Did everyone think it would take two months and all the doctors in the world would lose their jobs to ChatGPT?
AI is a societal shift that will take place over the next 20, 30, and 40 years, much like what happened with personal computing. This is a time horizon that impacts investments right now. Professions that existed for thousands of years will cease to exist. That is an unbelievably big change.
you should celebrate they are people in this world that think like this… as long as they are around we can capitalize on this :) like the people who were still riding horses when fords started rolling around… :)
FWIW, I think LLMs make better stories than quite a lot of the human writers on Reddit.
Not that many of the Redditors were ever going to go on to be successful novelists of course (and I say that as someone who is struggling to finish writing this darn book for the best part of a decade now…)
Honestly, and this is not personal, I doubt your ability to determine a bad summarisation or translation outcome. My wife is a professional translator and spends a good deal of time picking up the steaming wrecks that LLMs have left after someone went for the "cheap" option first. And we're talking best of breed stuff like DeepL here.
As for the other points, I rather like to spend some time thinking on them personally. If you're not connected to the decision yourself, what are you?
> My wife is a professional translator and spends a good deal of time picking up the steaming wrecks that LLMs have left after someone went for the "cheap" option first. And we're talking best of breed stuff like DeepL here.

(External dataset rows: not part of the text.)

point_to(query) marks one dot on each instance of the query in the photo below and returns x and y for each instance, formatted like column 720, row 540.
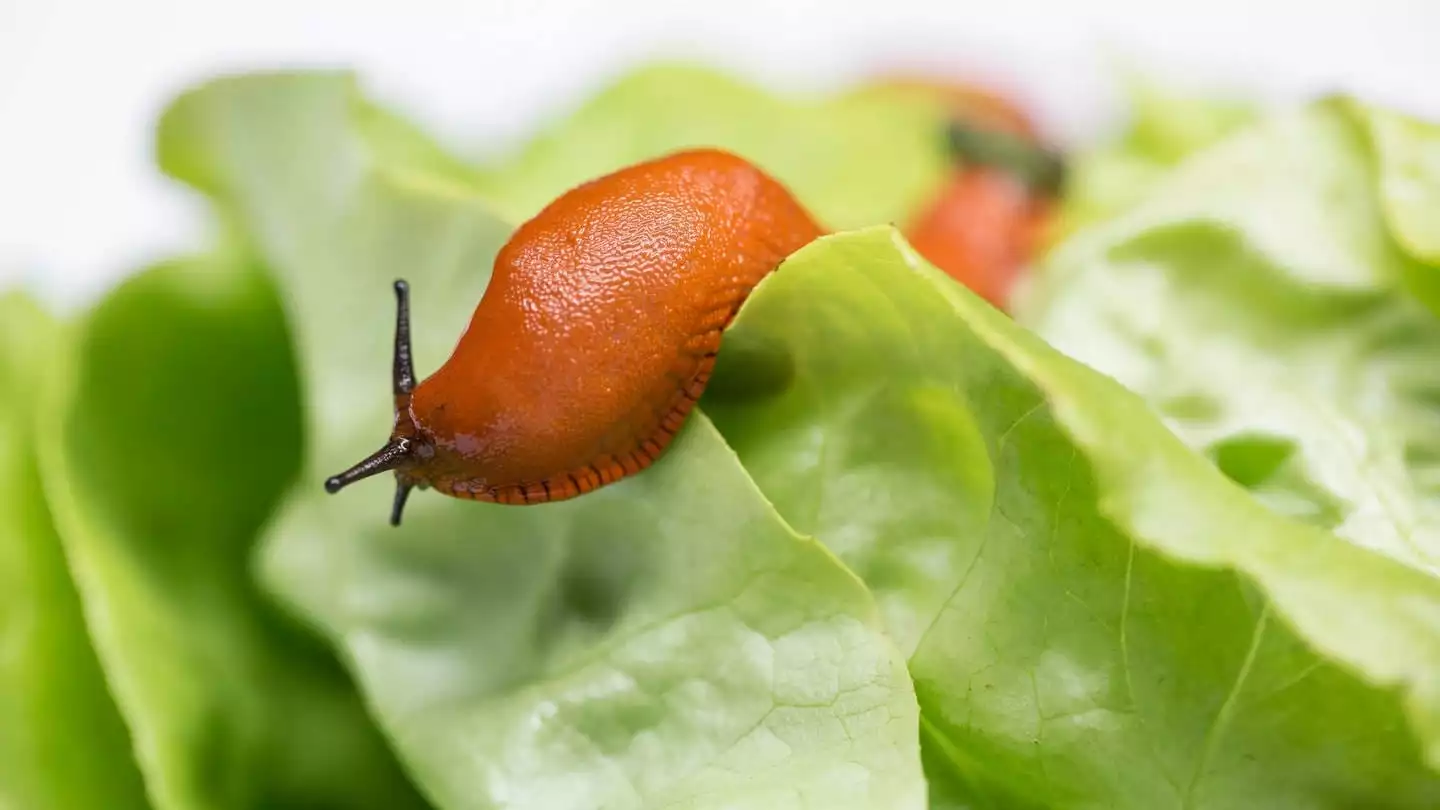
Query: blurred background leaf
column 664, row 642
column 62, row 742
column 1257, row 300
column 170, row 435
column 1093, row 616
column 1164, row 127
column 854, row 159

Just so we are clear, for Japanese to English translation, DeepL is hot garbage compared to a top class LLM with the right prompt. DeepL translations are basically unreadable, and regularly just cut sections out entirely! So I wouldn't call DeepL "best of breed" by any means, it's not even at the starting line. Can't comment on English <-> French/Spanish/German/etc though, never tried it with those.
In my case the epub was technically a replacement for a fan translation I was reading, which was decent enough, but with a simple script and instructions to keep the vibes of a light novel, it got very good, I remain impressed. Next I plan to convert it all to markdown to see if I can help encourage it to structure paragraphs properly, the html tags have so far limited it to line by line translation.
When I've experimented with officially translated works, meaning cases where I've translated the raw and compared it to the official, it's still not up to par, but good enough in my opinion. I'm not aware of any payed service that streamlines this yet though, not sure why. It's nothing like traditional MTL.
> As for the other points, I rather like to spend some time thinking on them personally. If you're not connected to the decision yourself, what are you?
What? It's a dialogue, a conversation, I bounce ideas off it and ask for advice to help guide the direction of my thinking, have you ever even used an LLM? I do this with my friends and co-workers too, do you not do this?
This comes off as a bit presumptuous, an LLM lacks executive thinking, if I'm not directing the conversation then the LLM has nothing to give.
Just to note my wife is Japanese so she's aware of that. She does German / French as well and it's fine for that. But still needs a lot of work cleaning it up.
For general Q&A they can hallucinate, but so long as you are using it to augment your productivity and not as a driver this isn't any different than using stack overflow, or any other kind of question you might ask on the internet. It's basically a non issue too if you upload a document into its context window and stick to asking questions about that document though.